From advertising to the American flag, Baudrillard noted a lack of irony and social playfulness in American life. "The charm to be found in social graces and in the theater of social relations is all transferred outwards into the advertising of life and lifestyles,” he commented ([19]). “This is a society that is endlessly concerned to vindicate itself, perpetually / seeking to justify its own existence. Everything has to be made public. \[...\] The society's 'look' is a self-publicizing one. The American flag itself bears witness to this by its omnipresence. \[...\] It is simply the label of the finest successful international enterprise, the U.S. This explains why the hyperrealists were able to paint it naively, without either irony or protest" ([20]).

The answer to the puzzle

For Baudrillard, things that looked European on the surface proved weirdly different on closer inspection. In the end he famously discovered the answer to the puzzle of America in the desert. In its banal intensity and indifference to the human it provided "an ecstatic critique of culture, an ecstatic form of disappearance" ([21]). "The inhumanity of our ulterior, asocial, superficial world immediately finds its aesthetic form here" ([22]).

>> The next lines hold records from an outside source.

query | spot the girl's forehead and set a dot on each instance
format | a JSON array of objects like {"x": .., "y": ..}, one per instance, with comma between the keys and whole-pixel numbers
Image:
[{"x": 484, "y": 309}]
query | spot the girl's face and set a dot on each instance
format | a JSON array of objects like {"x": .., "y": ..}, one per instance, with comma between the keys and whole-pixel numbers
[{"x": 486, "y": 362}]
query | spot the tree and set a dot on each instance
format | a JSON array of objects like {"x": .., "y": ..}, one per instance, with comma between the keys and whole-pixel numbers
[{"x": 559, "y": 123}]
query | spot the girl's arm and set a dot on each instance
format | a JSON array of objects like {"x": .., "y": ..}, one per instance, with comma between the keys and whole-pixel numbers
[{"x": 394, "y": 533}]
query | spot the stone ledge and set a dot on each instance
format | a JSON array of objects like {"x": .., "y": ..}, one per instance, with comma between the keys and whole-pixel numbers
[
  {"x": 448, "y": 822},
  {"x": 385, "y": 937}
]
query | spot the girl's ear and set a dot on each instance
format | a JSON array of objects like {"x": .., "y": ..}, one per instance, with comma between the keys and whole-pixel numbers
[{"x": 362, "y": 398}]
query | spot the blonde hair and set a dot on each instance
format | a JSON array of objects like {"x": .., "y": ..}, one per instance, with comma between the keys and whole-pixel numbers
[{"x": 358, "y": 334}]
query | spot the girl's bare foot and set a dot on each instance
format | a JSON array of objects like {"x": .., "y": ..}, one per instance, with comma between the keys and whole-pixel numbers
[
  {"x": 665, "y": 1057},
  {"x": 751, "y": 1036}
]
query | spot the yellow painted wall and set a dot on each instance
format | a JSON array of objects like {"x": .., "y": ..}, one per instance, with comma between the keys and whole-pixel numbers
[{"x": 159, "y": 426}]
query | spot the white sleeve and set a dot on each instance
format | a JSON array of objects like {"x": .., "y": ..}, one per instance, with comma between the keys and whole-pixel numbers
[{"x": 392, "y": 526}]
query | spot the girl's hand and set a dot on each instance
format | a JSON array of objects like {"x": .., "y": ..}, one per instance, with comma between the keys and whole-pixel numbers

But first he had to confront "the marvelously affectless succession of signs, images, faces, and ritual acts on the road, [...\] a universe which is virtually our own, right down to the European cottages" ([23]).

He found in the "desert-like banality of the metropolis" ([24]), "the primitive society of the future" ([25]) in its complexity, hybridity, intermingling and "ferocious" ritualism ([26]).

Against this disturbing prospect of reality – empty and rapacious – the Tea Party can take refuge in a sect-like assertion of an easy utopianism that requires only the abandonment of all government in favor of religion or business or “small-town virtues”([27]).

In the aftermath of what Baudrillard termed “the orgy” ([28]), he wrote that “liberation has left everyone in an undefined state (it is always the same when you are liberated, you are forced to ask who you are” ([29]). In this world of post-humanist gendering, the pop idols (Boy George, Michael Jackson and David Bowie) are “neither masculine, nor feminine, but not homosexual either” in their appearance ([30]).

Those who feel threatened by this undecidability can have large families: “there at least you still have proof that two people are needed so difference still exists” ([31]).

Tea Party fundamentalism answers to this emptiness and to the disturbing annihilation of difference in all aspects of modern life. But Santa Barbara is as much a threat to Tea Partyism as conventional politics: “Santa Barbara is simply a dream and it has in it all the processes of dreams: the wearisome fulfillment of all desires, condensation, displacement, facility of action” ([32]). America, he decided, faces “the crisis of an achieved utopia, confronted with the problem of its duration and permanence” ([33]).

A utopia of anger

Against weariness Tea Partyism offers the prospect of a new utopia created with fervor, anger and resentment.

It took a turn-of-the century Jewish gay in New York, as written by Tony Kushner, to spell out how that looks to Americans who have not bought into the dream: “The Republican Party – I mean, I hate the Democrats too – but the Republicans: half religious zealots wanting to control every breath every citizen takes and half ego-anarchists, libertarian cowboys shrilling for no government” ([34]).

Misunderstanding America

Baudrillard’s critique of America has not done well at the hands of critics, “It is not that Amérique is merely psychologically, sociologically or ideologically shallow,” writes Gary Genosko in Baudrillard and Signs: Signification Ablaze. “Most of the ‘critical’ responses to Baudrillard’s Amérique have pointed out in some way or another the many ways in which he has simply misunderstood America.”([35]).